PROCESSING LARGE QUANTITIES OF DATA
"Data Monging" is a term that has come to be used for processing quantities of data - reformatting, extraction, etc. It's really what Perl's ALL about - the language has a number of features which make it especially good for the purpose. In this module, we highlight one or two of the more specialist of these features.
ITERATING OVER DATA IN PERL
So you want to do the same thing to every element of an array?

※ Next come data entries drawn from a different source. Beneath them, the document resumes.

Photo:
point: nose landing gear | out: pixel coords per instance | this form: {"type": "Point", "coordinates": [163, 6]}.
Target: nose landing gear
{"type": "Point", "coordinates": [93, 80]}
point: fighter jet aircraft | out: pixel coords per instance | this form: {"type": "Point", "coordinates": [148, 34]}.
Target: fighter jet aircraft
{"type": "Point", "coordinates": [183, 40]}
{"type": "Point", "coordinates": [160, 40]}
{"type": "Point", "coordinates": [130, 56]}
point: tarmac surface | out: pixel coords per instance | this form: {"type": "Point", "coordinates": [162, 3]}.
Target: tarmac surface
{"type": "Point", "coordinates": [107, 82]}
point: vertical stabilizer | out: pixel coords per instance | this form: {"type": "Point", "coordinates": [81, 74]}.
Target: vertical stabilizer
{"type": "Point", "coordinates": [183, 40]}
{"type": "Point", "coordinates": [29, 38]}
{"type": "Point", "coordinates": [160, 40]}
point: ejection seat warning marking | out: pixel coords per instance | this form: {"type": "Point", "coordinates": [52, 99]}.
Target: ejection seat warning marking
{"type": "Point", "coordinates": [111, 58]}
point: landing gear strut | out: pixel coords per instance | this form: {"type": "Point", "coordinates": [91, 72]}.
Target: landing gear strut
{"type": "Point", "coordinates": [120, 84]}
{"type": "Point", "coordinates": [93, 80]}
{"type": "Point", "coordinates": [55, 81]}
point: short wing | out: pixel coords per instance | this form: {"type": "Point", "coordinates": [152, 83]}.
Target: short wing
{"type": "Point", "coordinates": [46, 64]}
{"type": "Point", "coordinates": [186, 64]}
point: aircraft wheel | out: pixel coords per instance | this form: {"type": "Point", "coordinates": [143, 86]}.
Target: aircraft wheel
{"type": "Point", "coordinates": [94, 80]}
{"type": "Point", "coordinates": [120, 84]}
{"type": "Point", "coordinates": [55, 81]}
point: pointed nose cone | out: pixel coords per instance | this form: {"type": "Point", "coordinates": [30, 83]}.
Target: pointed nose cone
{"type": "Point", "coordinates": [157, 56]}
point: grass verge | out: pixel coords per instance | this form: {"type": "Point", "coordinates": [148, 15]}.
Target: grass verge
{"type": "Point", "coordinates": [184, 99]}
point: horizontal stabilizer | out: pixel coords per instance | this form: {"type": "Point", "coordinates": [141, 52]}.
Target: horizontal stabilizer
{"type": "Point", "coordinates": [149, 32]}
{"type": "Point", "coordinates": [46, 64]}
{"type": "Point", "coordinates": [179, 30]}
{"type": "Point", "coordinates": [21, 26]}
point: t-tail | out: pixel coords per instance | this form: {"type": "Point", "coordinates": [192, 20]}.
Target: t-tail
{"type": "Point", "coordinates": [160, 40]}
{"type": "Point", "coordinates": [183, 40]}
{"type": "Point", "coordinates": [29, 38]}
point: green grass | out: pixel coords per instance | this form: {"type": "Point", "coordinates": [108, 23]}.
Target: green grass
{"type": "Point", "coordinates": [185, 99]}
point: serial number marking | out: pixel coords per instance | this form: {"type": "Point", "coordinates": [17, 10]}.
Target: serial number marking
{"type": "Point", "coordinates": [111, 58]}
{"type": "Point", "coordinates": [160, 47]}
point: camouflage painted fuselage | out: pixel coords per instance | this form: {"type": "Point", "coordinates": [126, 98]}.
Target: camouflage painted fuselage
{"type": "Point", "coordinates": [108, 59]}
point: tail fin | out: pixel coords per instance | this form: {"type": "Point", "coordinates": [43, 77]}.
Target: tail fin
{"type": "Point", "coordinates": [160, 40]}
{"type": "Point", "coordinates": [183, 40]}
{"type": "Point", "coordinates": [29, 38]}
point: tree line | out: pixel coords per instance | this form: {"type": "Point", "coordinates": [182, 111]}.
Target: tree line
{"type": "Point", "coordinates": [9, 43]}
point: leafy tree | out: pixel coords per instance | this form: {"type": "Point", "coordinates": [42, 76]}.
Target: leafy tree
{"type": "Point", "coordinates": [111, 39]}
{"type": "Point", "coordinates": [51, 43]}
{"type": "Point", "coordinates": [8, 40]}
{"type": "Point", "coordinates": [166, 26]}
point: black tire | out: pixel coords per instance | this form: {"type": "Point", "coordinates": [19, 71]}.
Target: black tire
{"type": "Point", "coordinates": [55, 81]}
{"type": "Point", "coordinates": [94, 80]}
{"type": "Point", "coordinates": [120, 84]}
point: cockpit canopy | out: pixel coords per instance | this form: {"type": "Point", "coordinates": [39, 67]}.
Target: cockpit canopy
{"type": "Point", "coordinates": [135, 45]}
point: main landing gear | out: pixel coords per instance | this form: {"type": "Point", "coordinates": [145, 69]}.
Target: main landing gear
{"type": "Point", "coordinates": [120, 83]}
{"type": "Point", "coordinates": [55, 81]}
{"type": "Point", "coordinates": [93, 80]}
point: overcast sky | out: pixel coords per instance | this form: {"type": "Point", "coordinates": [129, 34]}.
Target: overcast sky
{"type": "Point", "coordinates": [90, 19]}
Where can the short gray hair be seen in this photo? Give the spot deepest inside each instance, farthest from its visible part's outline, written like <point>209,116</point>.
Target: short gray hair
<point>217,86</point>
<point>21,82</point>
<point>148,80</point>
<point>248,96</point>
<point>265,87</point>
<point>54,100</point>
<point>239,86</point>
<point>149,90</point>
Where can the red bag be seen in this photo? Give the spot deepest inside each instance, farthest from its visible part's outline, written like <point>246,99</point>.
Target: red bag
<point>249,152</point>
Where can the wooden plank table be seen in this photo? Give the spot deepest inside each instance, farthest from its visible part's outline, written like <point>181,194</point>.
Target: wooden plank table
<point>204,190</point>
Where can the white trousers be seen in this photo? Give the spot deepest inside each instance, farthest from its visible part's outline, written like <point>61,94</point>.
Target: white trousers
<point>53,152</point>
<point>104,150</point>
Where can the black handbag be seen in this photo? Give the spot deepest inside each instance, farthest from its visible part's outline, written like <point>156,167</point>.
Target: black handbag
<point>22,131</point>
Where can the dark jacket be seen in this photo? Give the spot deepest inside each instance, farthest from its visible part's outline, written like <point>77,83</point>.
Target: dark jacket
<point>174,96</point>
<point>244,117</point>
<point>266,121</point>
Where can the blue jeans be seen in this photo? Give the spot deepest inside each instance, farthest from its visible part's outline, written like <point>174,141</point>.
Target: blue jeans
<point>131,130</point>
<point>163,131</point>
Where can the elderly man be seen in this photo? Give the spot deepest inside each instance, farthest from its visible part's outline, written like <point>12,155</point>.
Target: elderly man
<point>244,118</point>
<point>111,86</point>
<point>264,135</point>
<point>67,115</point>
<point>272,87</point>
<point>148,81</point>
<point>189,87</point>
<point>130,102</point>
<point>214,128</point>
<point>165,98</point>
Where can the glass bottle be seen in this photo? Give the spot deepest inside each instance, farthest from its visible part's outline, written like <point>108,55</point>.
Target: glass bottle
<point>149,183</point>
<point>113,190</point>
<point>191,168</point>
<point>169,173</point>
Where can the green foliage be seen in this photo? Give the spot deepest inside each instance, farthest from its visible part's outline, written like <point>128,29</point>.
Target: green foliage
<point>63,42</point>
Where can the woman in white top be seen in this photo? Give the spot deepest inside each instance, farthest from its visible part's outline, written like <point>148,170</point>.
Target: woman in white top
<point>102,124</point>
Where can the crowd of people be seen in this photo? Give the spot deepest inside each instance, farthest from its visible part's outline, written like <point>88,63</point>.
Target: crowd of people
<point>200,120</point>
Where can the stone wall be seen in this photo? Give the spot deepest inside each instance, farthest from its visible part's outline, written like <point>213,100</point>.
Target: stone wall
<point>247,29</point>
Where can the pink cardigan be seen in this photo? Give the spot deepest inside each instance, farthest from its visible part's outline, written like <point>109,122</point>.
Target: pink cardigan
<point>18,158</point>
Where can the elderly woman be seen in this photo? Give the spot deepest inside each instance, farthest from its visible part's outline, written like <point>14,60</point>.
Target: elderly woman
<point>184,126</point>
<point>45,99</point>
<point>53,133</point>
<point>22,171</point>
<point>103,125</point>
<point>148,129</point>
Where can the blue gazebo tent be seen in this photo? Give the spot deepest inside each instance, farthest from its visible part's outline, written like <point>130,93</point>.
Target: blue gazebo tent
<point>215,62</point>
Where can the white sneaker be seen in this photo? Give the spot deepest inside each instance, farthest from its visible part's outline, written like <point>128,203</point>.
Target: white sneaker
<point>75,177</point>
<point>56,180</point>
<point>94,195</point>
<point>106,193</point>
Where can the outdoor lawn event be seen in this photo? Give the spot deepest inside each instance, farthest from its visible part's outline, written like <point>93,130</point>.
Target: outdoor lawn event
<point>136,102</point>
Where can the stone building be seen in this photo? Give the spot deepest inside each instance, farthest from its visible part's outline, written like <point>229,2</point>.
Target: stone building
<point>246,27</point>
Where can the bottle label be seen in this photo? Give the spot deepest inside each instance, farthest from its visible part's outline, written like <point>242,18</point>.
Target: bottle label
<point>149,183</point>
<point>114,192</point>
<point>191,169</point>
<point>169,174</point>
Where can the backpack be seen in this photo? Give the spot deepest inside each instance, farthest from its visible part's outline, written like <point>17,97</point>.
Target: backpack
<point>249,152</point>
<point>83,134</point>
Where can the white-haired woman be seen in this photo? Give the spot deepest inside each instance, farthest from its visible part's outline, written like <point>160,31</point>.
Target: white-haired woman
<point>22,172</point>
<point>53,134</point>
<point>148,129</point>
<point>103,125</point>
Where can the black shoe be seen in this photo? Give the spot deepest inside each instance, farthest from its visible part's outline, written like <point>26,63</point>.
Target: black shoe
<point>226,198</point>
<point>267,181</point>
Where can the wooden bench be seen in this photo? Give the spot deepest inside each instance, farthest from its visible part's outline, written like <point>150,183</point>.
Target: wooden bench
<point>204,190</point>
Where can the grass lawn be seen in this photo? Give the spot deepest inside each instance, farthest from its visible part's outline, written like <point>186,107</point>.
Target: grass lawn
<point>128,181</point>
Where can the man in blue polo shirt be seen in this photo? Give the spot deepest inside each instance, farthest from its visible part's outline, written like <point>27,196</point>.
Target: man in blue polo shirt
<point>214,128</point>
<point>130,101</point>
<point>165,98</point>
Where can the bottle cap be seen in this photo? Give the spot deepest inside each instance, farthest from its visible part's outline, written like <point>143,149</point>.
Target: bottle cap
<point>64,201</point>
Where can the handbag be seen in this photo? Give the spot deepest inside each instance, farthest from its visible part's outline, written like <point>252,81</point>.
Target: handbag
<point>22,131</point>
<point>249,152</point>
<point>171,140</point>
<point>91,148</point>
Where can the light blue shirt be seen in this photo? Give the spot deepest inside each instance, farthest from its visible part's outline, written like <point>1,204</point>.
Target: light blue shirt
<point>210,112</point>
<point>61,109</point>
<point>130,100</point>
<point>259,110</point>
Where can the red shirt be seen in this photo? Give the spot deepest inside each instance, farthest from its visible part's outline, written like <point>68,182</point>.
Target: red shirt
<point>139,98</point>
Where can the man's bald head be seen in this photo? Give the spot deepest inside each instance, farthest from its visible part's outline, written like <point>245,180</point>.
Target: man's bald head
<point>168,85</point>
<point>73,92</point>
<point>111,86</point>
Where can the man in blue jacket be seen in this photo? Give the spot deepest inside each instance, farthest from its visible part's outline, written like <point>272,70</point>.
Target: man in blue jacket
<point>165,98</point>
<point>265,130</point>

In traditional languages which are not so full-featured as Perl, you'll use a loop, with a keyword such as "while" or "for", and a variable that steps up from 0 or 1 to the length of the array. You can do the same sort of thing in Perl as well if you wish:
#!/usr/bin/perl
# Using loops to pass through an "array"
$tab[0] = $tab[1] = 1;
for ($k = 2; $k<20; $k++) {
$tab[$k] = $tab[$k-1]+$tab[$k-2];
}
for ($k=0; $k<@tab; $k++) {
printf("%4d\n",$tab[$k]);
}
Which gives:
$ ./oldfash
1
1
2
3
5
8
13
21
34
55
89
144
233
377
610
987
1597
2584
4181
6765
$
Although you can use the traditional approach in Perl, there are other approaches too, which are often easier to code and more efficient at run time. You should remember that languages like C and Fortran had ARRAYS which were basic containers for a whole lot of variables all of the same type, whereas Perl uses LISTS which are much more flexible structures upon which operations can be performed in their own rights.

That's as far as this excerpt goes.